Two months after the liberation, divisions between people remain pronounced. People who had stolen from Prague’s Jewish community, or had otherwise benefited from the deportation of Jews, start to act out: “the innocent became a living reproach and a potential threat to the guilty” (52). Prague and Czechoslovakia remain a city and country divided as the Jews seek acceptance.

After the war, housing is scarce, which becomes a major issue. Heda states that there are “a number of empty apartments in Prague, abandoned by the Germans, beautifully decorated with furniture that had once belonged to Jews” (53). Most often, however, available apartments go to those who profited during the war. Butchers and grocers receive upgraded apartments before the homeless receive housing.

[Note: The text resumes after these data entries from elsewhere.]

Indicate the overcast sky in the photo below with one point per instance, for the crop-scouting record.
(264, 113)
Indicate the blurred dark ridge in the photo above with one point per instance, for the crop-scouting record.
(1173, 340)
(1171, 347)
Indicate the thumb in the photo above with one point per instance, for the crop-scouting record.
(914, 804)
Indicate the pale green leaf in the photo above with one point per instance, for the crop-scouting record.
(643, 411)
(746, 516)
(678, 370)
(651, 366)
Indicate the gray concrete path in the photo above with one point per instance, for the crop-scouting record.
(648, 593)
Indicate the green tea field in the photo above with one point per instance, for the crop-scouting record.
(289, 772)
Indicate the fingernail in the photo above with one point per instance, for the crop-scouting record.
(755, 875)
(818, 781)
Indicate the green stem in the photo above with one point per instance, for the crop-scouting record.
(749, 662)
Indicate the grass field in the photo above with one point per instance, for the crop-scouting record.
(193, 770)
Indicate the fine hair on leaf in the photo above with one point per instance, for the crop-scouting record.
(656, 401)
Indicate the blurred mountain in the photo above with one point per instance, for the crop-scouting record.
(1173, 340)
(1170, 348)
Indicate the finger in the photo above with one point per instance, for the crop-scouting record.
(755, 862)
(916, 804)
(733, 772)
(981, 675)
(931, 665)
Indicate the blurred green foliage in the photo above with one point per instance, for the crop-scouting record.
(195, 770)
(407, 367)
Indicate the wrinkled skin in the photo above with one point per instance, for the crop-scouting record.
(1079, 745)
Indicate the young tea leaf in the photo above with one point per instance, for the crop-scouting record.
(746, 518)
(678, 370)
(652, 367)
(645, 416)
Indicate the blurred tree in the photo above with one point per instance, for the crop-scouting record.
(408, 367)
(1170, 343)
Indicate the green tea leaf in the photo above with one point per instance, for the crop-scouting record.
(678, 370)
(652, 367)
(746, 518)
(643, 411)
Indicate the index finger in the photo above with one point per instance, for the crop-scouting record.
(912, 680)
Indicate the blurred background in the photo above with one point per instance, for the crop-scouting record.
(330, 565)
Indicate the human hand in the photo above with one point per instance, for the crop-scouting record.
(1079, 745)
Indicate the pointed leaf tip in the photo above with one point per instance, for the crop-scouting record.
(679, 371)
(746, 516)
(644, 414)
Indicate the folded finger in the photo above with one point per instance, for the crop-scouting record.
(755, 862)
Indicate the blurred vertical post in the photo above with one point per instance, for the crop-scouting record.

Heda receives an apartment after she demands housing from the chairman of the housing authority. She threatens to sleep in the office if an apartment cannot be found for her. She begins to unpack personal items like her nightgown, some bread, and her soap. After she eats her bread, she begins to undress, causing the chairman to blush and exit the room. Her plan works, and when the chairman re-enters the room, he tells Heda she has an apartment.

Heda and Rudolf, now married, move into the sunny apartment, which the couple fills with books. She and Rudolf read Marxist political material that promotes the working class and speaks to the dangers of corruption of power. These materials argue that capitalism “breeds racism,” and that “in a socialist society, all people are equal” (55). Soon, their home is full of political debate.

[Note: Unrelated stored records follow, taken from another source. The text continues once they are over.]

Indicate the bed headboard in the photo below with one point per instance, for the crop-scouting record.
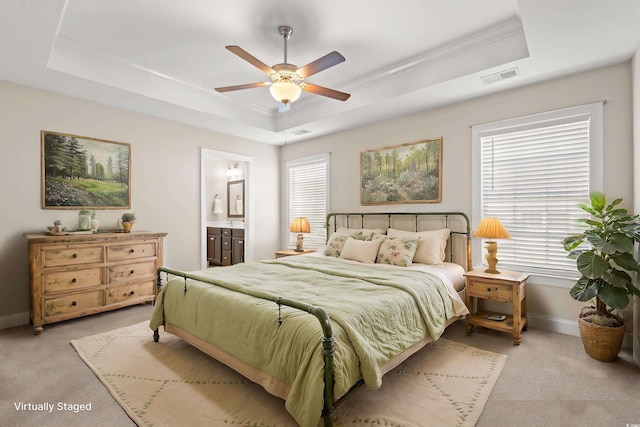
(458, 246)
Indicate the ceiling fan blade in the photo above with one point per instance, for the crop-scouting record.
(250, 59)
(239, 87)
(319, 90)
(321, 64)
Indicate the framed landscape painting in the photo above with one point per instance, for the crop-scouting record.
(405, 173)
(79, 172)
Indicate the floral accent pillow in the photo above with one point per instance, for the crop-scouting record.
(396, 250)
(336, 242)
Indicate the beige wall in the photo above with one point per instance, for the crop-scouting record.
(165, 181)
(549, 306)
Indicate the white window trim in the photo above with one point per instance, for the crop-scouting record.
(596, 169)
(326, 157)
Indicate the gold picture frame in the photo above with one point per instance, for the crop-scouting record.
(80, 172)
(403, 173)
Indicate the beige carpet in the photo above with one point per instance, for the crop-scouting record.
(171, 383)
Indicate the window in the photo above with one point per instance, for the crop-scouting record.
(308, 196)
(531, 173)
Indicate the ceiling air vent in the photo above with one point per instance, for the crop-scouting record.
(502, 75)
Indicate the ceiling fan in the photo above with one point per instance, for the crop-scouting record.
(286, 80)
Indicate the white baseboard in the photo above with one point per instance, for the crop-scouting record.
(11, 320)
(554, 324)
(564, 326)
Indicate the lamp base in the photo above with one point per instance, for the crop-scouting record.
(492, 250)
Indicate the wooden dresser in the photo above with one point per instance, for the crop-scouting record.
(80, 274)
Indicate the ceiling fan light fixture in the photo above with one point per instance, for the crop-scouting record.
(285, 91)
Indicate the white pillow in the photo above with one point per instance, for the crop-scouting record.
(364, 251)
(431, 246)
(366, 231)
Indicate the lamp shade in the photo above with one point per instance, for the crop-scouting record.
(285, 91)
(491, 228)
(300, 225)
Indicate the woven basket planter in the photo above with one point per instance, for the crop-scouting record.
(601, 342)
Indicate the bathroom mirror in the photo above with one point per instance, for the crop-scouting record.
(235, 199)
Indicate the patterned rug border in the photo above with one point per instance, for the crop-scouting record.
(468, 411)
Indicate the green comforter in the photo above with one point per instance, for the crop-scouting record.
(376, 313)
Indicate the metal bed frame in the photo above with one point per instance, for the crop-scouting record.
(328, 346)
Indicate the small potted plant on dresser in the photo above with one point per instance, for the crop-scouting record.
(606, 271)
(128, 218)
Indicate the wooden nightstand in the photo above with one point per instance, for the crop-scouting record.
(291, 252)
(507, 286)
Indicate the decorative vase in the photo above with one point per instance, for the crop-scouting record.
(603, 343)
(94, 222)
(84, 222)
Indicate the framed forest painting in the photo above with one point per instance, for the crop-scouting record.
(405, 173)
(82, 172)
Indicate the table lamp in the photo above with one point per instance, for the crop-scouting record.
(299, 225)
(491, 228)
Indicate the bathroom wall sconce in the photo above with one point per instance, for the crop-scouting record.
(217, 204)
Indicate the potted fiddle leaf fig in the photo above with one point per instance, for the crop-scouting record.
(606, 269)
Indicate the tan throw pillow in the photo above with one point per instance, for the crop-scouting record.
(336, 242)
(431, 246)
(364, 251)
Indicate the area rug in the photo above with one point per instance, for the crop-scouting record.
(171, 383)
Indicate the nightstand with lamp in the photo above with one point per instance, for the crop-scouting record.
(491, 284)
(298, 225)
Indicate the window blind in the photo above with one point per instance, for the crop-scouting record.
(307, 196)
(533, 176)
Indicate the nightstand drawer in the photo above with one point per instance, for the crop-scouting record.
(70, 280)
(489, 290)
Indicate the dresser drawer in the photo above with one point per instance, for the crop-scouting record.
(131, 251)
(490, 290)
(226, 243)
(131, 272)
(73, 303)
(226, 258)
(117, 294)
(70, 280)
(56, 257)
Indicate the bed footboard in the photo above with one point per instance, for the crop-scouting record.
(328, 342)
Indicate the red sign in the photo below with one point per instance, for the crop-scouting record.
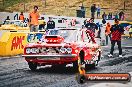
(17, 42)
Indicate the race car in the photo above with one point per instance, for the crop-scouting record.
(61, 47)
(14, 25)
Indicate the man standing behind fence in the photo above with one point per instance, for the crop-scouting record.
(93, 10)
(33, 20)
(116, 31)
(21, 16)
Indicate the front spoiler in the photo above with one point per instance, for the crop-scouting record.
(52, 56)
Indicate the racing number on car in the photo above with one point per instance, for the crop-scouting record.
(17, 42)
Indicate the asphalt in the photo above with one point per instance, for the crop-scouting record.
(14, 71)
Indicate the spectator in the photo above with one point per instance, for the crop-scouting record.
(98, 11)
(123, 17)
(116, 16)
(21, 16)
(73, 22)
(104, 16)
(120, 15)
(91, 26)
(50, 24)
(103, 21)
(33, 20)
(6, 20)
(93, 10)
(99, 27)
(130, 31)
(42, 24)
(85, 22)
(109, 16)
(107, 32)
(116, 31)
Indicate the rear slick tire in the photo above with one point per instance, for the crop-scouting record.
(32, 66)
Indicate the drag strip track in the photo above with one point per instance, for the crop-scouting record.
(14, 72)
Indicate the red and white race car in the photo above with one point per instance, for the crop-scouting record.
(61, 47)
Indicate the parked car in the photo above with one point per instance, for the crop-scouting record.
(61, 47)
(14, 25)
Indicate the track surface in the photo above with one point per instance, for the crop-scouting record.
(14, 72)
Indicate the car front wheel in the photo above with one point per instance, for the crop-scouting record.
(32, 66)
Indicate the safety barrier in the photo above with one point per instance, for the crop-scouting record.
(13, 43)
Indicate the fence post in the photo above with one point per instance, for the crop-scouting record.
(124, 5)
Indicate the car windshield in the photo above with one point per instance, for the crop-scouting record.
(69, 35)
(18, 23)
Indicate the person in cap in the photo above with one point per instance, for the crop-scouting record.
(33, 20)
(116, 32)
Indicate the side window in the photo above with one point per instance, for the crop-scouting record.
(86, 37)
(79, 37)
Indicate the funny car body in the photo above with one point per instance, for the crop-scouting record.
(62, 47)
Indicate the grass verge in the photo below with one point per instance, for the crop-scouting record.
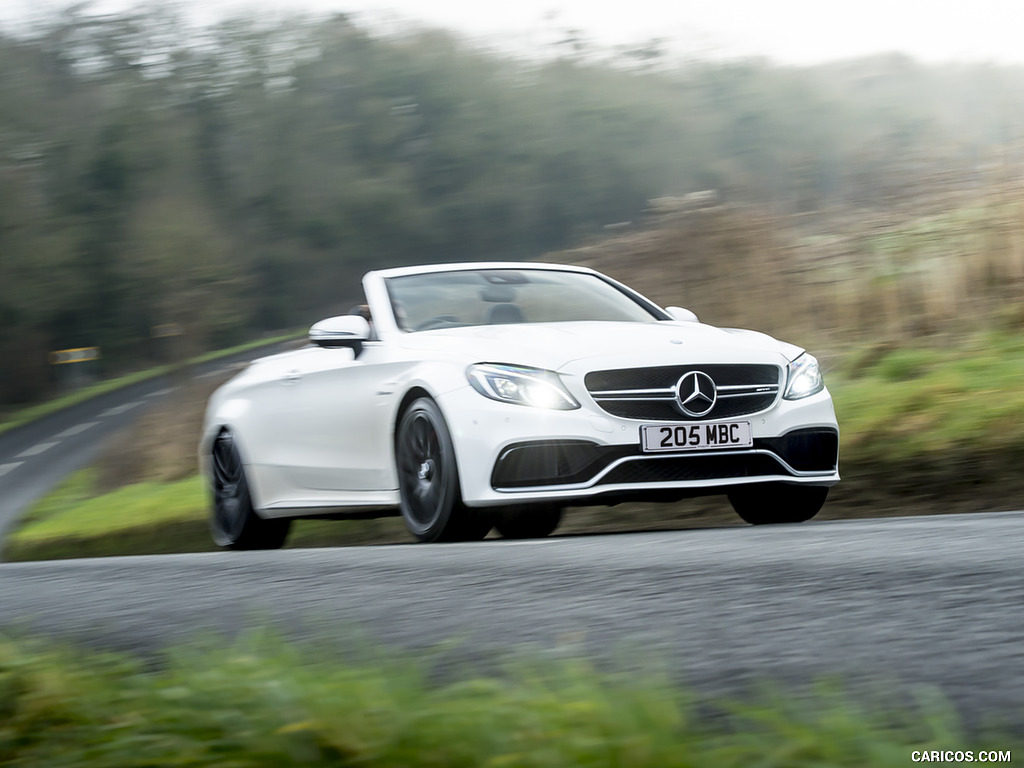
(260, 701)
(924, 430)
(32, 413)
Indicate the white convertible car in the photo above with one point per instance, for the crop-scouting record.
(472, 396)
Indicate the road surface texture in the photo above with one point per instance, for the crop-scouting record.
(36, 457)
(919, 601)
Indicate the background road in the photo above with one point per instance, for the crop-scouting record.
(36, 457)
(924, 600)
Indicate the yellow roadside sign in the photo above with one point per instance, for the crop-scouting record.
(168, 329)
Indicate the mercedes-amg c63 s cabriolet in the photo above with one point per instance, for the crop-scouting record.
(474, 396)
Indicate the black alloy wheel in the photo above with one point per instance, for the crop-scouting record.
(527, 521)
(235, 523)
(769, 503)
(428, 479)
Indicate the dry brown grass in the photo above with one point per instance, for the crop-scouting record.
(834, 280)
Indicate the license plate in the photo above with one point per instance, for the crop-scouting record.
(695, 436)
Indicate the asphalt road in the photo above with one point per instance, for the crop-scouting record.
(922, 601)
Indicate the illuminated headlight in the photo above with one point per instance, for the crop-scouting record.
(804, 378)
(522, 386)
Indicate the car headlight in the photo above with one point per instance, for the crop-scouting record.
(522, 386)
(804, 378)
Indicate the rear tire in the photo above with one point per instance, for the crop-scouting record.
(527, 521)
(233, 523)
(428, 479)
(771, 503)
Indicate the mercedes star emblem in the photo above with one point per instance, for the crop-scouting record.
(696, 393)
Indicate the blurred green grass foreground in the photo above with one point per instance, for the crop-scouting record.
(262, 702)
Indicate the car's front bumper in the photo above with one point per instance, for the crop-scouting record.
(511, 454)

Heda is concerned about the shifting political climate in Prague. Looking back, she writes that human behavior was at its worst after the war and that people turned to communism in despair. Heda has faith in Rudolf, believing he is “utterly unselfish” and that his time in the concentration camps “affected him more deeply” (58) than anyone else she knows. Heda and Rudolf become more aligned with communist ideology. Rudolf brings home applications for the Communist Party, and Heda asserts that their “conditioning for the revolution had begun in the concentration camps” (59). She argues that living under fascists for so many years ensures that they have “contracted a trace of that dry rot unwittingly and unwillingly” (60).

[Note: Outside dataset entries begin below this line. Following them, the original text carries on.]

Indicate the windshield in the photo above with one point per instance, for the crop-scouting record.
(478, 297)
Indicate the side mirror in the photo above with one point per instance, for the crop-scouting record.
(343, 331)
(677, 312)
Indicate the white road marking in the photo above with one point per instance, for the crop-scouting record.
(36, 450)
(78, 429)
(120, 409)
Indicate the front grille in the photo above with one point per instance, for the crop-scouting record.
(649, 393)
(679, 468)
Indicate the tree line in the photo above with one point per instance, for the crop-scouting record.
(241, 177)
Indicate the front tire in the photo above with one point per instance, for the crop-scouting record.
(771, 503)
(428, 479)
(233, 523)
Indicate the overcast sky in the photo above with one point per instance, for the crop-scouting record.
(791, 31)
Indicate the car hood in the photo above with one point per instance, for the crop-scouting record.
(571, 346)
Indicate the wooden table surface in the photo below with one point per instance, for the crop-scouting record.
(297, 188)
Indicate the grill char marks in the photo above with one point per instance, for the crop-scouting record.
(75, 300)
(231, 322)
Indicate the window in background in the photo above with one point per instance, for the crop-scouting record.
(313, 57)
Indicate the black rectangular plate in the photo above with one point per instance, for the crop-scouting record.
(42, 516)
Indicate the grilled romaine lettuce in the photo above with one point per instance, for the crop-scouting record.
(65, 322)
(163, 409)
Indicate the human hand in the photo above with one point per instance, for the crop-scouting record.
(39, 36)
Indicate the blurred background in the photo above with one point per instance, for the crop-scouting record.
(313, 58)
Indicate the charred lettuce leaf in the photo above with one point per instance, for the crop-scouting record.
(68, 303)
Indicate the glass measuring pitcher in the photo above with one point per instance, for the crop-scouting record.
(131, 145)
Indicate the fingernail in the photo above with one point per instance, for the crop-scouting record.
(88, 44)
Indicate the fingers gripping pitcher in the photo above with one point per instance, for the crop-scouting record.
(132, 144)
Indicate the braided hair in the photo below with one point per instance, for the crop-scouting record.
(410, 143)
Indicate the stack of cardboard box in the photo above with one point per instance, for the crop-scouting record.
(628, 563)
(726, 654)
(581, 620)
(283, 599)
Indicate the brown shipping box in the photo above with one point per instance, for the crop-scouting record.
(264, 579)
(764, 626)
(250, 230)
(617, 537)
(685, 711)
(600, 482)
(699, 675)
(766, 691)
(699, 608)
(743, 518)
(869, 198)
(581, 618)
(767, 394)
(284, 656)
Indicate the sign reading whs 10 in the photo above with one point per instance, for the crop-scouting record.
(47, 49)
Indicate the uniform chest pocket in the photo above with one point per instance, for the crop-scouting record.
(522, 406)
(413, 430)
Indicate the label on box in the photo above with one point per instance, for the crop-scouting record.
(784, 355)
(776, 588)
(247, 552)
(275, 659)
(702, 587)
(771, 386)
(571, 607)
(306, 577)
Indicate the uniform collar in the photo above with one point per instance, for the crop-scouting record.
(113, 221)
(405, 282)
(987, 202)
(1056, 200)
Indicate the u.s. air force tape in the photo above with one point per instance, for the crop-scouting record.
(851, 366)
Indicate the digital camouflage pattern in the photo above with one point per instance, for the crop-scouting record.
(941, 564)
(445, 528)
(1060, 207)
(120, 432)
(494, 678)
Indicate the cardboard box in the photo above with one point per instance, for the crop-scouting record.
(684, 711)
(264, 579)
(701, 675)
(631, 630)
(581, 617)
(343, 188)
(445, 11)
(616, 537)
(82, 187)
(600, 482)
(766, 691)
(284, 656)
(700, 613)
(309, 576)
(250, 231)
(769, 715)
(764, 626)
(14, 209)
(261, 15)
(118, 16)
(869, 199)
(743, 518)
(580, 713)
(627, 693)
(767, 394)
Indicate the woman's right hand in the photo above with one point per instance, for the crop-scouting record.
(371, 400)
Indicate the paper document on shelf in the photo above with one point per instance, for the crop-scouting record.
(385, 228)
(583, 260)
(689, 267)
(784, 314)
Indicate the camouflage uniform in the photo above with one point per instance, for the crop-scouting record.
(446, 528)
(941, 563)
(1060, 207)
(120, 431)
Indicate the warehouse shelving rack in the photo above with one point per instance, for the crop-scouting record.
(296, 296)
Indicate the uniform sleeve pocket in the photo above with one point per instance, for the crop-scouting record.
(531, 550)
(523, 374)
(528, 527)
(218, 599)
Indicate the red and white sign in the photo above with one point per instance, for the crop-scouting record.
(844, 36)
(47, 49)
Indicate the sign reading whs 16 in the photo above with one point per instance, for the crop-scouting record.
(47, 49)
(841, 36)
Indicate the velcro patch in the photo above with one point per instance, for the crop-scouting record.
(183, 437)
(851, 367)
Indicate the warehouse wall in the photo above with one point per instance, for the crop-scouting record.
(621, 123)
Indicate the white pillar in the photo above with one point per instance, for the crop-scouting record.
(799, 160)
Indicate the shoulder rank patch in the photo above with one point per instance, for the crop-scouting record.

Heda is surrounded by political conversations about the economy that she does not fully understand. She does believe, however, that her husband, and those like him, have good intentions: “Sometimes evil intentions produce good results and good intentions produce the exact opposite—everything depends on the context” (62). Heda remembers learning about world tragedies in school, years before her own experience. At the time, incidents of torture and the “persecution of innocent[s]” seemed possible only in the past.

Unlike Rudolf, Heda resists the ideology of communism. Because she is a woman, she is “much closer to reality and the basic things of life” (65). At the chapter’s end, she recalls the story of her grandmother’s capture. At 86 years old, she was taken to a concentration camp along with her children and grandchildren. Her neighbors did nothing to help her, simply suggesting to her that she not be afraid.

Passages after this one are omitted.